Cambio di linea: Salvini sull'euro fa retromarcia

Cambio di linea: Salvini sull'euro fa retromarcia

Fedeltà all'atlantismo («senza se e senza ma»). Rassicurazioni sull'Europa («non voglio uscire»). Chiarezza sull'euro («assolutamente irreversibile»).

Matteo Salvini, alla vigilia del duello televisivo con Matteo Renzi a Porta a Porta previsto per questa sera, concede una intervista al Foglio e si racconta ad Annalisa Chirico, offrendo una immagine più moderata del solito. Il titolo del colloquio fotografa un «Salvini 2.0», lasciando intendere il consumarsi di una svolta più riformista che rivoluzionaria. Anche con un pizzico di autocritica rispetto alla sua politica di relazioni internazionali. «Non sono riuscito a eccellere in ogni cosa, non sono onnipotente, qualcosa mi è sfuggito. Mi sono accorto, per esempio, che mentre io ero molto scettico sul memorandum d'intesa con la Cina, qualcun altro se ne faceva promotore a mia insaputa. S'impara anche dai propri errori. Ma chi mette in dubbio il mio atlantismo merita uno sberleffo. L'Italia fa parte della Nato, e l'Alleanza atlantica è funzionale al nostro interesse nazionale.

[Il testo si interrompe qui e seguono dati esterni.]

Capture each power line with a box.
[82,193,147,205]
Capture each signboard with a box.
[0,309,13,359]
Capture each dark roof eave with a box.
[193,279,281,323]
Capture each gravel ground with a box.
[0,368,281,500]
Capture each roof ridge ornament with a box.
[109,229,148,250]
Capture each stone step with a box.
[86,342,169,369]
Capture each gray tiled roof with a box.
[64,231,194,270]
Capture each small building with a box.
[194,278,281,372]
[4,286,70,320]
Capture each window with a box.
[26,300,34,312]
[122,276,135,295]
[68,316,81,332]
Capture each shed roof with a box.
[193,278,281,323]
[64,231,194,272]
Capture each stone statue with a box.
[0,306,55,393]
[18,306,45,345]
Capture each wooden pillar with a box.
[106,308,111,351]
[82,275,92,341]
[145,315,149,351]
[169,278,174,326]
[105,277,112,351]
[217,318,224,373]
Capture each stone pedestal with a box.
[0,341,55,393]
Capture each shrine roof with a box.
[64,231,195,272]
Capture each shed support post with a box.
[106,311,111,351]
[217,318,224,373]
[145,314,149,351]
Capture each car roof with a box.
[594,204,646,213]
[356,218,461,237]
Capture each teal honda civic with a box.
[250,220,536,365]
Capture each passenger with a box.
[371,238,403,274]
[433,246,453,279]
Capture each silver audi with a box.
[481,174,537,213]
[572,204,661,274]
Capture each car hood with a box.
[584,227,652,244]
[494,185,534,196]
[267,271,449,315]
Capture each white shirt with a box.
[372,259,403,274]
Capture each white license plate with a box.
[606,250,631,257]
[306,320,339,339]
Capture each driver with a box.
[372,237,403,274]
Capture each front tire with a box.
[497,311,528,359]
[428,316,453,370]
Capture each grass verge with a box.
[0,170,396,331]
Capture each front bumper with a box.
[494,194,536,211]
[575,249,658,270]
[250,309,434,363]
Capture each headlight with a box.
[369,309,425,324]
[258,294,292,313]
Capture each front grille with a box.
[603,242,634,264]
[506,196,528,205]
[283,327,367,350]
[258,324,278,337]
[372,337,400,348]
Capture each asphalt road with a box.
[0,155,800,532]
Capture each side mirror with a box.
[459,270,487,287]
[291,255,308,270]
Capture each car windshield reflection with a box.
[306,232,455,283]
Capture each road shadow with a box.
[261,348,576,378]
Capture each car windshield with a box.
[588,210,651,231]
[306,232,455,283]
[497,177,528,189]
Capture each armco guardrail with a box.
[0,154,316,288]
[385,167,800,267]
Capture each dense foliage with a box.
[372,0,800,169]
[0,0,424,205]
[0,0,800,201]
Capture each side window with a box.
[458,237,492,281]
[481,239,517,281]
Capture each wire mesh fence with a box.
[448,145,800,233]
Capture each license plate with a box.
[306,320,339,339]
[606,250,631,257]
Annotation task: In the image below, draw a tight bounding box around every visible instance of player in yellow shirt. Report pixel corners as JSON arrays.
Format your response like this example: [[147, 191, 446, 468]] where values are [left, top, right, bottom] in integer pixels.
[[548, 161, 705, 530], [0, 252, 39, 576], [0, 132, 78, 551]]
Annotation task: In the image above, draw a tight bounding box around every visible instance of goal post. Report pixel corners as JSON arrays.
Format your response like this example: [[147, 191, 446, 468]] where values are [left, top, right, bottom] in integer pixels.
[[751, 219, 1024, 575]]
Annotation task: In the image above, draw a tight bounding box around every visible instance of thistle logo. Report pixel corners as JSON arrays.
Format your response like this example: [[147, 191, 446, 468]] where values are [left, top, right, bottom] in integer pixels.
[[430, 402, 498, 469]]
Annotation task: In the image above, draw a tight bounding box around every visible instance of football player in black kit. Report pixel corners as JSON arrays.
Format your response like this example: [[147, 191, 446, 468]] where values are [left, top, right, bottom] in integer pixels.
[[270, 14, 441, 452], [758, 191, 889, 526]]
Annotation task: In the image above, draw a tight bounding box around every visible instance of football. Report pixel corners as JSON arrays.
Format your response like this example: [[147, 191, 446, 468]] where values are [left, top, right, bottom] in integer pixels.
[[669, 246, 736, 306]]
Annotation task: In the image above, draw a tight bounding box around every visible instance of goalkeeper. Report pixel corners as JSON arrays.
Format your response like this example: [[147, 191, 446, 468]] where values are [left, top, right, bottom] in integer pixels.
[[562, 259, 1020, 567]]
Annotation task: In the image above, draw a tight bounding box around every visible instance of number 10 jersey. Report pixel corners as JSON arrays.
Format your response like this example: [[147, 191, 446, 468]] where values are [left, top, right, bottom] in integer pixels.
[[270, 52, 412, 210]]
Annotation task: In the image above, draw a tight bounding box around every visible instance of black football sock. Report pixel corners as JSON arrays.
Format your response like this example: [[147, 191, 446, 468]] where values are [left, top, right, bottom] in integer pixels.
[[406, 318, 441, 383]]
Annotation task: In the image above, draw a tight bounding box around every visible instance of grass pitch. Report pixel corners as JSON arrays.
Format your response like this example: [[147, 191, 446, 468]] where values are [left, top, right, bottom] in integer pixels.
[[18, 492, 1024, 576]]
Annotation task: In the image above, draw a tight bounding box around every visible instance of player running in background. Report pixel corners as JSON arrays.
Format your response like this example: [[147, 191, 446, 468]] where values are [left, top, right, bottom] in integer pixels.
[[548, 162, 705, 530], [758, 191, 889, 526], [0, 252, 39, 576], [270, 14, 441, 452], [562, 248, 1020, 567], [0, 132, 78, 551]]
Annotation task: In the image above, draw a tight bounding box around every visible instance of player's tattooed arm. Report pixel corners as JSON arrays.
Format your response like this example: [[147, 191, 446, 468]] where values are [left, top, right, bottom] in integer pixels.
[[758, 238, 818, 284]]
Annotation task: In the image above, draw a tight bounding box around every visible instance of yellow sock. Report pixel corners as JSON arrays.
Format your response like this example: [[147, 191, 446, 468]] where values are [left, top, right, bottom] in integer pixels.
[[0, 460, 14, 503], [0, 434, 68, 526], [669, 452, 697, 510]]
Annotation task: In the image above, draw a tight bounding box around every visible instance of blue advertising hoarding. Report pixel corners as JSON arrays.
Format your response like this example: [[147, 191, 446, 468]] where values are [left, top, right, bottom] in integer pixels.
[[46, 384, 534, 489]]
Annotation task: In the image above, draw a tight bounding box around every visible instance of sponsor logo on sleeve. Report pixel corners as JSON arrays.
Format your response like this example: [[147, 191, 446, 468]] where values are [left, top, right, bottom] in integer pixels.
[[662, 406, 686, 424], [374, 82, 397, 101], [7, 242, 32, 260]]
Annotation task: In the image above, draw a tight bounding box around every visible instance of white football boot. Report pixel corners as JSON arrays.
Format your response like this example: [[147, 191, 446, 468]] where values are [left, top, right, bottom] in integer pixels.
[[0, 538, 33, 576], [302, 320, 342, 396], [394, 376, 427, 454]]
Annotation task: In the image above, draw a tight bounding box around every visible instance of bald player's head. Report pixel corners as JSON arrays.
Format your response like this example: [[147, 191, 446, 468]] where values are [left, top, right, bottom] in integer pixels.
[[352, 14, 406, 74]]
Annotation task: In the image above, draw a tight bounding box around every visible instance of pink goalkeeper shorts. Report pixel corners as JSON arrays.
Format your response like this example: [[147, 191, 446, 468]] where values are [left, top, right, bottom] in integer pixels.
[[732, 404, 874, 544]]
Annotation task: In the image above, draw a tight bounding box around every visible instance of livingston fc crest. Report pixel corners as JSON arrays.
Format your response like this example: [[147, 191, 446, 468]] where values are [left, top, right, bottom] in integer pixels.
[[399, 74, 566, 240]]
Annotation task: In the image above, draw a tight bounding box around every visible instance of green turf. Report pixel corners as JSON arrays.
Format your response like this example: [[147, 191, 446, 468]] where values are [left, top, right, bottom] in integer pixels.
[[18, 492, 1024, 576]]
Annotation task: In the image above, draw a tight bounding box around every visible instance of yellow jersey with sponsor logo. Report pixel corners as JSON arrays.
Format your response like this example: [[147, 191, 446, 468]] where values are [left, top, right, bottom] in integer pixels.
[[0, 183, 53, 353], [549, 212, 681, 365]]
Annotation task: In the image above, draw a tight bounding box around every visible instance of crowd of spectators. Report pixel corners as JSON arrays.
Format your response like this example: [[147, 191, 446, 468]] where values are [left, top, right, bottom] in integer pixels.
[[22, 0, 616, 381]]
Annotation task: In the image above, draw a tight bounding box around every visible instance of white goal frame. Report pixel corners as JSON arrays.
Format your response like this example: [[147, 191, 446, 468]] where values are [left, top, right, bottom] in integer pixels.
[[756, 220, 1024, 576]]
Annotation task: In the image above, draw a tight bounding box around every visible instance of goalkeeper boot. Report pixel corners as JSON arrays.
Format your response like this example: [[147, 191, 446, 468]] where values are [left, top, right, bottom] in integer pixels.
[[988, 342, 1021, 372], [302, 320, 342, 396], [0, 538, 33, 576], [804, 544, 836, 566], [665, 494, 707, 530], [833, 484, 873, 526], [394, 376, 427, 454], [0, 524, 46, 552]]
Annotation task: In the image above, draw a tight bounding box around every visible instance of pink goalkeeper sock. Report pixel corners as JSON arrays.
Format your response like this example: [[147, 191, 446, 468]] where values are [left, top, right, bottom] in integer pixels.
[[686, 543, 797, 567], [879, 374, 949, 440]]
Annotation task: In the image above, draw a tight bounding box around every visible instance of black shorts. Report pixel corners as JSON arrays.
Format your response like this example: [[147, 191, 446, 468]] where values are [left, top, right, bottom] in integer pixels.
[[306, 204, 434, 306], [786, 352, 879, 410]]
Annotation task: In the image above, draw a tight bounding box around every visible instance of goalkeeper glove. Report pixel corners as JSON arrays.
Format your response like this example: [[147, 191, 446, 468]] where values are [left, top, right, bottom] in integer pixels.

Dico soltanto che è utile anche coltivare buoni rapporti con la Russia».

Su Luigi Di Maio il giudizio è critico. «Di Maio ministro degli Esteri è fantascienza, quando l'ho letto, non ci credevo. Va bene tutto ma un minimo di umiltà nella vita ci vuole. Se l'avessero proposto a me, che pure non difetto di autostima, avrei detto: no, grazie. Per guidare la Farnesina servono competenze specifiche, devi saper maneggiare con disinvoltura la politica estera, la diplomazia, la geopolitica, le lingue straniere» (poi ospite di Radio Radio rilancia ancora: «Di Maio politicamente è finito»). Risposta secca, senatore: il suo modello di democrazia è Mosca o Washington? «La seconda, non ho dubbi. Premesso che non mi appassionano i modelli preconfezionati, è chiaro che la democrazia russa ha pochi anni alle spalle, quella americana qualche secolo».

Lei la farebbe una conferenza con la stampa estera per dire, una volta per tutte, che la Lega non vuole l'Italexit? «L'ho già detto cento volte ma se la fa sentire più tranquilla va bene, facciamola. La Lega non ha in testa l'uscita dell'Italia dall'euro o dall'Unione europea. Lo dico ancora meglio, così i giornalisti smetteranno di alimentare fantasie strane: l'euro è irreversibile. Ciò non significa che io abbia cambiato idea su com'è nata la moneta unica: male, per interesse di pochi». Giancarlo Giorgetti non esclude che la Lega possa entrare nel Ppe. «No, attenzione. Io e Giorgetti abbiamo buoni rapporti con alcuni movimenti che fanno parte dei popolari europei ma né io né Giorgetti né altri esponenti della Lega ci sogneremmo mai di entrare nell'attuale Ppe a trazione Merkel. Il Ppe sta governando l'Europa con i socialisti, io onestamente non ho niente a che fare con questi minestroni».

Infine rispondendo ad una domanda su Silvio Berlusconi e la sua partecipazione alla manifestazione del 19 ottobre, Salvini adotta un registro freddino e si mantiene sulle generali: «Più gente c'è meglio è. Io non sono mica per escludere nessuno. Sono uno inclusivo. Però si guarda avanti». Una risposta che provoca qualche malumore dentro Fi. «Spero che il quadrumvirato di Forza Italia abbia il coraggio di difendere 25 anni di storia liberale che non possono essere liquidati così» dice Mara Carfagna.

«Considerare Berlusconi alla stregua della claque è offensivo» aggiunge Osvaldo Napoli. «Berlusconi è stato il protagonista di un quarto di secolo della storia italiana, offendere lui significa offendere milioni di italiani».